In early November, California mom Sherri Papini disappeared, only to return weeks later on Thanksgiving Day, bruised, apparently starved, with her hair chopped off. She claimed she had been abducted, beaten, and branded by two Hispanic women who eventually let her go on the side of the road, 150 miles from home. At the time, there was speculation that the whole story may have been a hoax, due to Papini’s inability to describe the women who took her, eyewitness accounts that placed her near home two days before she reappeared, and anti-Hispanic comments online that have been attributed to her.
While the severity of her injuries make it tough to believe that she faked it, new information has put the notion back in people’s minds.
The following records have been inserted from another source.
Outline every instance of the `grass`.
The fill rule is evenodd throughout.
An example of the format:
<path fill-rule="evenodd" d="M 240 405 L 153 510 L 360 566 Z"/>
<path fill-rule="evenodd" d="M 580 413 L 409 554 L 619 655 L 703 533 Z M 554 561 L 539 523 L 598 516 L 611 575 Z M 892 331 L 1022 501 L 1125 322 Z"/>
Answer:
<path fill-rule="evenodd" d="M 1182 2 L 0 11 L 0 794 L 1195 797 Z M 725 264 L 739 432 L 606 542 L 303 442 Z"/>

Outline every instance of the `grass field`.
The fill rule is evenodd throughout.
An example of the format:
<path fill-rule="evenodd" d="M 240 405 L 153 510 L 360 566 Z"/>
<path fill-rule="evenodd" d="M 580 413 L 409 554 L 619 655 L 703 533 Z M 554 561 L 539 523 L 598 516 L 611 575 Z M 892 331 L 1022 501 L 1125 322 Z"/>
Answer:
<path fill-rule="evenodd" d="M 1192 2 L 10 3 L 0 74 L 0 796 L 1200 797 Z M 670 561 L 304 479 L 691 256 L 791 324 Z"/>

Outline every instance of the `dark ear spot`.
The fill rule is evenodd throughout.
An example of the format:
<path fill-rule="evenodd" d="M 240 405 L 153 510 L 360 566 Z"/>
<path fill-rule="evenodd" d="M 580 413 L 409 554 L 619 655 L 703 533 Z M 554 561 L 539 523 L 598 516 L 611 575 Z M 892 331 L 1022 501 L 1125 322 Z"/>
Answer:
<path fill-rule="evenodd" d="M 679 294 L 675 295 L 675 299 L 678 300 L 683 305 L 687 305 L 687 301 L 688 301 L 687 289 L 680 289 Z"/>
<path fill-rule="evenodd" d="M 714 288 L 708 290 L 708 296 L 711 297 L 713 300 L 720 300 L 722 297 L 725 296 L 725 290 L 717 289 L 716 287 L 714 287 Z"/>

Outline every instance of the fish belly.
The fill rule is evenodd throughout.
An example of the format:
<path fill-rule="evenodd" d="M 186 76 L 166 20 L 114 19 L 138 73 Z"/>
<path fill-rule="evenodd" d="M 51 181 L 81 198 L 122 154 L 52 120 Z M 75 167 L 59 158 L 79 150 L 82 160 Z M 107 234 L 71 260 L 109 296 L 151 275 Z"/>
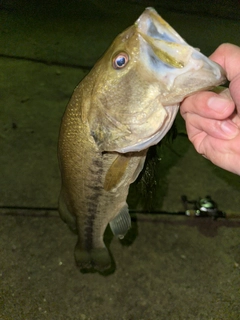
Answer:
<path fill-rule="evenodd" d="M 129 184 L 141 171 L 145 154 L 130 156 L 121 181 L 111 190 L 105 190 L 106 173 L 118 154 L 99 152 L 80 114 L 71 103 L 68 106 L 58 148 L 62 176 L 59 212 L 78 235 L 75 260 L 80 269 L 103 271 L 111 266 L 103 235 L 108 223 L 127 208 Z"/>

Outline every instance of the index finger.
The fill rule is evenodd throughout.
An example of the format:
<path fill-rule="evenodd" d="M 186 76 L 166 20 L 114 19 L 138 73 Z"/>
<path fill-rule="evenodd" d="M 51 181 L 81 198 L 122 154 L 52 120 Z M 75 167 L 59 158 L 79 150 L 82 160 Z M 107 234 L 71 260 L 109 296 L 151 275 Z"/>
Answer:
<path fill-rule="evenodd" d="M 223 43 L 209 58 L 223 67 L 229 81 L 240 74 L 240 47 Z"/>

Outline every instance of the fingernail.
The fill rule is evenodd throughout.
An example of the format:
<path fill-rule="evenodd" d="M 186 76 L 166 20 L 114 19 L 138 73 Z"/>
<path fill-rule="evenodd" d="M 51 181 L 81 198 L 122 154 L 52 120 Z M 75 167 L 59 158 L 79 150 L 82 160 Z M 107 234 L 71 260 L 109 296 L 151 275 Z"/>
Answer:
<path fill-rule="evenodd" d="M 221 129 L 228 136 L 232 136 L 233 138 L 238 134 L 239 128 L 233 123 L 231 120 L 225 120 L 221 123 Z"/>
<path fill-rule="evenodd" d="M 208 100 L 207 104 L 208 104 L 209 108 L 211 108 L 212 110 L 223 113 L 224 110 L 228 107 L 228 102 L 229 102 L 228 99 L 225 99 L 222 97 L 221 98 L 220 97 L 211 97 Z"/>

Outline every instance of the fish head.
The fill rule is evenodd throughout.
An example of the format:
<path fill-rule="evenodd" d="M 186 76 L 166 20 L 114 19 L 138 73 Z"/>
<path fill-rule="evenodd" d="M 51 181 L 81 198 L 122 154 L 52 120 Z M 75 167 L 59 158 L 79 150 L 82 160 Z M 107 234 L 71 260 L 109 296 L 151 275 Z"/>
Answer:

It turns out that when Papini was younger, her family members had called 911 a number of times with reports about her. Claims of property damage from her father and sister may not raise eyebrows, but a 2003 call from Papini’s mother claiming that Papini hurt herself and blamed her mom has raised new questions about the current case. If Papini was accused of harming herself and pinning it on someone else back then, it could lead people to believe she’s doing the same thing now.
On top of this, Shasta County Sheriff Tom Bosenko has told ABC News that while the identities of Papini’s captors are unknown, and the investigation is still ongoing, “There should not be a public safety or a personal safety concern by the public regarding this case
LawNewz.com founder Dan Abrams discussed these revelations on “Good Morning America” with Nancy Grace, and they didn’t exactly see eye to eye on what the new information means. Abrams dismissed most of the 911 reports against Papini as being irrelevant to the current situation, but said that her mother’s claim that Papini harmed herself and made up a story about it are hard to ignore, given its similarity to the kidnapping case. “That does start to look a little bit like this case; doesn’t mean that that’s what happened, but I think it is relevant in assessing the investigation,” Abrams said.
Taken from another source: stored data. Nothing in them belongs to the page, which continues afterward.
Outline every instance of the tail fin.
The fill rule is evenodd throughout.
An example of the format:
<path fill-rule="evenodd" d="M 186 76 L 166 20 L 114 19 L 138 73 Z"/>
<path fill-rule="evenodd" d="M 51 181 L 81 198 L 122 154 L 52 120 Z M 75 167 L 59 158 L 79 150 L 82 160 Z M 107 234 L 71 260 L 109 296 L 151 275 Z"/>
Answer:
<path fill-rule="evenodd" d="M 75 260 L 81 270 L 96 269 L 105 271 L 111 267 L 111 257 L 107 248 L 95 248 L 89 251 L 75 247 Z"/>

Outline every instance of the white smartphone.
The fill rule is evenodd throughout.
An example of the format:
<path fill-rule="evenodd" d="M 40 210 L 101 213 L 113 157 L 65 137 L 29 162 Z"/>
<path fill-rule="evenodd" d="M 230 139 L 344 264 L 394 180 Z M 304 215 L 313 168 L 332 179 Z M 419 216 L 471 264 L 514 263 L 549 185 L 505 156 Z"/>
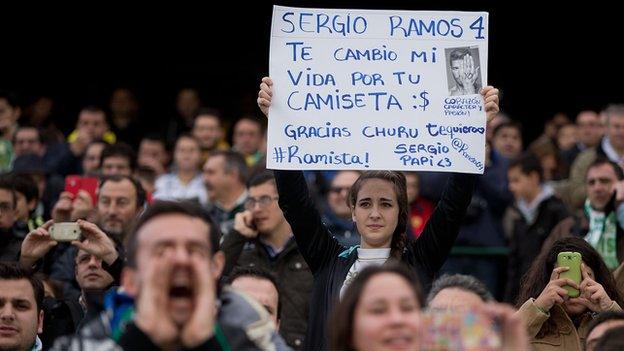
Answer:
<path fill-rule="evenodd" d="M 82 231 L 76 222 L 54 223 L 48 231 L 56 241 L 72 241 L 80 239 Z"/>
Grace, on the other hand, wasn’t buying it. “The fact that she may have self-harmed in the past, that is a serious illness, a problem that she had, and now it’s being dredged up and used against her.” Grace mentioned how ABC’s own reporter hardly recognized Papini due to the severity of her injuries. “I think this is victim blaming,” she declared.
But Abrams felt that more important than the 911 calls is the Sheriff’s Office telling locals that they don’t have to worry about anything. “If she was abducted, the community does need to be concerned … if strangers took her in a van off the street, the community should be worried.”
“Yes, I find that significant,” Grace admitted. She also brought up another detail in the case that has troubled her. “Her cell phone that was found where she was allegedly abducted had the earbuds coiled neatly on it and it was placed in the grass,” Grace noted. “That is a fact that’s always bothered me, not what she did 10 years ago.” Still, Grace said that the nature of Papini’s injuries outweigh that. “You’d have to believe all of this was self-inflicted, and that’s hard for me to believe.”